About the Project

Sites and Stories of Urban Renewal in a Philadelphia Neighborhood

Preserving Society Hill documents the history of Philadelphia’s Society Hill neighborhood during the era immediately before, during, and after urban renewal. By focusing on individual residents and building sites, the project provides a ground-up view of a federal program that has been more commonly understood from a top-down perspective. Through the cultivation, aggregation, and spatialization of a variety of historical sources by our team, the site aims to reconstruct the reconstruction of a neighborhood. Key sources include historical land use maps, photographs, architectural data, and personal histories—both oral and written—and can be explored through oral histories and the interactive map. The documents and data currently contained on the site are just a start; we look forward to incorporating additional materials over time.

Society Hill, known as Washington Square East for postwar planning purposes, was one of hundreds of U.S. neighborhoods transformed by urban renewal. Across a roughly 4-block by 7-block, 116-acre area, planners remade a previously mixed-use neighborhood of 18th through early 20th century row houses; churches and synagogues; multi-family buildings; and industrial structures. The result was a predominantly residential and institutional enclave, bordered by commercial uses, and consisting within of high-rise towers, contemporary in-fill housing, and restored structures that showcased a reimagined, largely Federal and Georgian row house past. While this transformation formally started with the introduction of redevelopment plans for three adjacent planning units beginning in 1958, these plans took decades to be realized. The effects of these renewal interventions endure today.
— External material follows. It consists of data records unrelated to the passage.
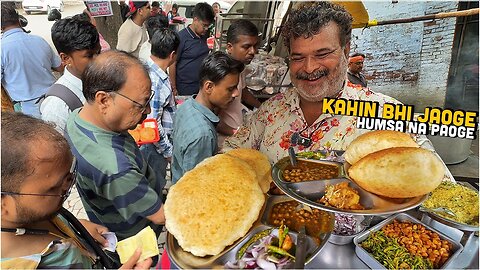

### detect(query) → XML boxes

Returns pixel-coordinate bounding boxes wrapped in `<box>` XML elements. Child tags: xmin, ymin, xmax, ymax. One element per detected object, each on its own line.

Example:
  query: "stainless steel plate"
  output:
<box><xmin>425</xmin><ymin>182</ymin><xmax>479</xmax><ymax>232</ymax></box>
<box><xmin>353</xmin><ymin>213</ymin><xmax>463</xmax><ymax>269</ymax></box>
<box><xmin>166</xmin><ymin>196</ymin><xmax>333</xmax><ymax>269</ymax></box>
<box><xmin>272</xmin><ymin>157</ymin><xmax>428</xmax><ymax>215</ymax></box>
Society Hill broke with the large-scale “culture of clearance” that typically characterized postwar renewal. As Architectural Forum noted, Philadelphia’s planners notably sought to “clear slums with penicillin, not surgery.” Thus, alongside a handful of other postwar cities, Philadelphia implemented an approach that combined selective demolition with historic preservation. Yet, while more of the neighborhood’s buildings were saved than was typical of urban renewal, most existing residents and businesses were still displaced. According to federal reports, this included nearly 600 families, 20% of whom were African American and many others of whom were of Eastern European descent. In their place developed a new community of residents relocating from within and beyond the city.

The documents included in Preserving Society Hill help address several key questions relevant to the history of both this particular neighborhood and urban renewal more broadly. For example, what was Society Hill like before renewal, and why was it targeted for transformation? Who were the new residents who moved there, and what drew them to do so? What were the relationships like between old and new residents in this transforming space? What did historic preservation mean—to architects, residents, and municipal officials—at this critical moment in the development of the preservation field? How and why did property owners renovate and restore individual sites during renewal? And, among the younger generation, what was it like to grow up in an urban renewal community?

As suggested by its title, Preserving Society Hill operates on two levels. First, it is a history of a neighborhood known for historic preservation. Society Hill was listed on the National Register of Historic Places in 1971 and as a Philadelphia Historic District in 1999. The site-level architectural data developed as part of that local designation serve as one of the inputs to this site. Second, the website is an act of preservation itself. By archiving the sites and stories of the changes in Society Hill across time, Preserving Society Hill preserves a multilayered history of the community.